In the context of shared decision making, patients seek meaningful information about how they will feel postoperatively. Breast reduction surgery is known to improve QOL and reduce pain within a few months of surgery.[12–16] Furthermore, these benefits as well as aesthetic satisfaction are present many years after surgery.[8,15,17–21] However, no studies have used the BREAST-Q prospectively to illustrate the value of breast reduction surgery and the evolution of PROs.

Patient satisfaction and HR-QOL sharply improve after surgery (Fig 1). Our immediate postoperative data support those of Coriddi[7] et al, who showed a marked improvement from baseline in satisfaction and HR-QOL at 6 weeks after surgery.[7] At this early stage, while patients experience the physical relief of lost breast weight, they are still in the midst of the healing process. Therefore, these patients may not fully realize how the surgery impacts different aspects of their lives.

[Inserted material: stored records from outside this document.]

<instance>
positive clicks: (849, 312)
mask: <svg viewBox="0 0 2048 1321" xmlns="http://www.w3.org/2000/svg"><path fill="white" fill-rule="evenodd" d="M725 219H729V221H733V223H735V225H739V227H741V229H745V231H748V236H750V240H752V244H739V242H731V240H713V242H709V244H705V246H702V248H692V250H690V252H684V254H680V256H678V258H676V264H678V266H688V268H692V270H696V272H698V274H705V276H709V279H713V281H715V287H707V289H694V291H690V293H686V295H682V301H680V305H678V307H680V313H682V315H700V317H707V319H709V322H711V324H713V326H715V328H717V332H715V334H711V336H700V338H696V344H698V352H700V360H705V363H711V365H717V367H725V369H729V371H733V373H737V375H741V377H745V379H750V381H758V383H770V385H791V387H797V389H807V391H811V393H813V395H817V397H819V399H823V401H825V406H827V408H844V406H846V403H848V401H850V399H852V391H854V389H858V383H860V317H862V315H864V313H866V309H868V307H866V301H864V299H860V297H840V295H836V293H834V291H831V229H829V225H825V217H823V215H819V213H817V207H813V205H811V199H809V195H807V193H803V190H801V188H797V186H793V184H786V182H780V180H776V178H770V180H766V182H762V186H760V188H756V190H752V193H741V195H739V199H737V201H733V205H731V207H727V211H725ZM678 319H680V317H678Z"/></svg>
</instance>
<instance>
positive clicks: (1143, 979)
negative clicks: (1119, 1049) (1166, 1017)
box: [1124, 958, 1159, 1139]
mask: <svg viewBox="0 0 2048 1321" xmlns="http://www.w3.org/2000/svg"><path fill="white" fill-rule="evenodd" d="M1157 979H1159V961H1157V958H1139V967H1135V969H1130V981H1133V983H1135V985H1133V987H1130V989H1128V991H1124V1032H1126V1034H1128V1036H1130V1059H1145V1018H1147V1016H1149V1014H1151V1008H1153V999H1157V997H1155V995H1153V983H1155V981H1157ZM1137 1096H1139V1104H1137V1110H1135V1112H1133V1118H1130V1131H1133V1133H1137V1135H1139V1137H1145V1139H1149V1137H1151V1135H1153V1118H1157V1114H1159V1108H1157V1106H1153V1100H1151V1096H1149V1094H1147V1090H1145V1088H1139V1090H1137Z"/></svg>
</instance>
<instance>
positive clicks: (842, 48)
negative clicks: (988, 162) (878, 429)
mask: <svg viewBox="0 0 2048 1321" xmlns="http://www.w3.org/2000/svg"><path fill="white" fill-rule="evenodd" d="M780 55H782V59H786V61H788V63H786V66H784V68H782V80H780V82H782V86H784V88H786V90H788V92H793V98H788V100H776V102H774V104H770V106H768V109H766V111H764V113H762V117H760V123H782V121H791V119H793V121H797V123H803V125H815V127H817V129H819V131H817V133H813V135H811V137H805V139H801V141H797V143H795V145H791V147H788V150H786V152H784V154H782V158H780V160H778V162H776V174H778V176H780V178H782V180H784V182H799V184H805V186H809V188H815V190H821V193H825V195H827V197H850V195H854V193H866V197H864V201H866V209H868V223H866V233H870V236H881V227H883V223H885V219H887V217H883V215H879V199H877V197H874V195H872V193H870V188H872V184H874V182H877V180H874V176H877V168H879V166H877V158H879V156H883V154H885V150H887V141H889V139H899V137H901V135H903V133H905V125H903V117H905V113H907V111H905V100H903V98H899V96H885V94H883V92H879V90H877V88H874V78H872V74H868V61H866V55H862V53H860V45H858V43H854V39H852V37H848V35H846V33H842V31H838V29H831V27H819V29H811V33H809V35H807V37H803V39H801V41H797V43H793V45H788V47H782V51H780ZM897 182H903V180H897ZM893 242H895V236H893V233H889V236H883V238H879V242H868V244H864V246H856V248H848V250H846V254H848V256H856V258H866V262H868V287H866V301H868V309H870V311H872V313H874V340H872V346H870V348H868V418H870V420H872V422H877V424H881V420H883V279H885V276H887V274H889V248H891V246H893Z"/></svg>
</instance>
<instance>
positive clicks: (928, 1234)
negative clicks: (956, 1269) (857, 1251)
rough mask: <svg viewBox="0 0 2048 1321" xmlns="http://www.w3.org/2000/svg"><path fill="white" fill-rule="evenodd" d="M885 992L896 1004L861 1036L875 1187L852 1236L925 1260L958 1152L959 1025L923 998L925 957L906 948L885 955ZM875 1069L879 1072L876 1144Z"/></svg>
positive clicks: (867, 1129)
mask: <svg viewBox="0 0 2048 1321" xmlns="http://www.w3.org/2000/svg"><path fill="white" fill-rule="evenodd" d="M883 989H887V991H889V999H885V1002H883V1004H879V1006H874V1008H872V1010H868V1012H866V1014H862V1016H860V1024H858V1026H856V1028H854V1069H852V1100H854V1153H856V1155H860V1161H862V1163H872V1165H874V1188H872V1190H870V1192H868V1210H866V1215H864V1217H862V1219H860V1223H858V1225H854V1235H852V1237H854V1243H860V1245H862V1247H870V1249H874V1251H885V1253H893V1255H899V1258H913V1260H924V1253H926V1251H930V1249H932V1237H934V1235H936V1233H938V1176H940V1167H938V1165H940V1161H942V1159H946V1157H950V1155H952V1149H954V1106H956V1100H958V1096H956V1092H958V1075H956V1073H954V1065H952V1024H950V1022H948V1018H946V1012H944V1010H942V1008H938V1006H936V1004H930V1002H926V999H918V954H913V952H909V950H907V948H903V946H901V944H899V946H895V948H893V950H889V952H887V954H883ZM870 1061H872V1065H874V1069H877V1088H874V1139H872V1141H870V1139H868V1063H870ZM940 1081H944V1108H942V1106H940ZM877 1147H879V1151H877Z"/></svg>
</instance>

The significant increase in HR-QOL and patient satisfaction after surgery is maintained for at least 1 year (Fig 1). Prior studies have shown that patient satisfaction and HR-QOL improve at 12 months after surgery compared with preoperative levels using alternative PRO instruments.[15,22] In addition, patients may continue to benefit from reduction mammoplasty many years postsurgery.[8,23] While Thoma et al[24] presented similar results and demonstrated that the main benefit of reduction mammoplasty is realized within 1 month after surgery, it is possible that the PRO instrument used was not sensitive to patient and clinical changes. Our study is the first to prospectively follow patients at multiple time points in the postoperative period utilizing the BREAST-Q.

By continually demonstrating a sustained relief of physical symptoms and improvement of HR-QOL, plastic surgeons can assist in promoting broader insurance coverage for reduction mammoplasties. Insurance companies are often inconsistent in their coverage of breast reductions.[25] Coverage stipulations range from a minimum age to a minimum preoperative breast size to a minimum resection weight. Similar ambiguities that resulted in decreased coverage were present for breast reconstruction until the Women's Health and Cancer Rights Act of 1998 mandated all payer coverage for postmastectomy reconstruction.[26] Our study shows significant improvement of physical well-being that is maintained in the postoperative period after reduction mammoplasty.

While this study has the advantage of being prospective and using the BREAST-Q, it does suffer from some limitations. Not all patients completed the BREAST-Q at each time point. It is conceivable that either the most or least satisfied patients completed the questionnaire at different points. This can be addressed by more diligent BREAST-Q administration by the surgeon and office staff. In addition, there is a lack of standardized and long-term follow-up. In the future, addressing these limitations, as well as providing a large multicenter patient population, will afford greater power and generalizability of the results.